On 9/21/22 09:45, Chung-Lin Tang wrote:
Hi Tom,
I had a patch submitted earlier, where I reported that the current way
of implementing
barriers in libgomp on nvptx created a quite significant performance
drop on some SPEChpc2021
benchmarks:
https://gcc.gnu.org/pipermail/gcc-patches/2022-September/600818.html
That previous patch wasn't accepted well (admittedly, it was kind of a
hack).
So in this patch, I tried to (mostly) re-implement team-barriers for NVPTX.
Ack.
Basically, instead of trying to have the GPU do CPU-with-OS-like things
that it isn't suited for,
barriers are implemented simplistically with bar.* synchronization
instructions.
Tasks are processed after threads have joined, and only if
team->task_count != 0
(arguably, there might be a little bit of performance forfeited where
earlier arriving threads
could've been used to process tasks ahead of other threads. But that
again falls into requiring
implementing complex futex-wait/wake like behavior. Really, that kind of
tasking is not what target
offloading is usually used for)
Please try to add this insight somewhere as a comment in the code, f.i.

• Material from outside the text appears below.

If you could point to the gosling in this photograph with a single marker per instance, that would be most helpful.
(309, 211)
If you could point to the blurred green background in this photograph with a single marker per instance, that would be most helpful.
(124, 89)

in the header comment of bar.h.
Implementation highlight notes:
1. gomp_team_barrier_wake() is now an empty function (threads never
"wake" in the usual manner)
2. gomp_team_barrier_cancel() now uses the "exit" PTX instruction.
3. gomp_barrier_wait_last() now is implemented using "bar.arrive"
4. gomp_team_barrier_wait_end()/gomp_team_barrier_wait_cancel_end():
The main synchronization is done using a 'bar.red' instruction. This
reduces across all threads
the condition (team->task_count != 0), to enable the task processing
down below if any thread
created a task. (this bar.red usage required the need of the second
GCC patch in this series)
This patch has been tested on x86_64/powerpc64le with nvptx offloading,
using libgomp, ovo, omptests,
and sollve_vv testsuites, all without regressions. Also verified that
the SPEChpc 2021 521.miniswp_t
and 534.hpgmgfv_t performance regressions that occurred in the GCC12
cycle has been restored to
devel/omp/gcc-11 (OG11) branch levels. Is this okay for trunk?
AFAIU the waiters and lock fields are longer used, so they can be removed.
Yes, LGTM, please apply (after the other one).
Thanks for addressing this.
FWIW, tested on NVIDIA RTX A2000 with driver 525.60.11.
(also suggest backporting to GCC12 branch, if performance regression can
be considered a defect)
That's ok, but wait a while after applying on trunk before doing that,
say a month.
Thanks,
- Tom
Thanks,
Chung-Lin
libgomp/ChangeLog:
2022-09-21 Chung-Lin Tang <clt...@codesourcery.com>
* config/nvptx/bar.c (generation_to_barrier): Remove.
(futex_wait,futex_wake,do_spin,do_wait): Remove.
(GOMP_WAIT_H): Remove.
(#include "../linux/bar.c"): Remove.
(gomp_barrier_wait_end): New function.
(gomp_barrier_wait): Likewise.
(gomp_barrier_wait_last): Likewise.
(gomp_team_barrier_wait_end): Likewise.
(gomp_team_barrier_wait): Likewise.
(gomp_team_barrier_wait_final): Likewise.
(gomp_team_barrier_wait_cancel_end): Likewise.
(gomp_team_barrier_wait_cancel): Likewise.
(gomp_team_barrier_cancel): Likewise.
* config/nvptx/bar.h (gomp_team_barrier_wake): Remove
prototype, add new static inline function.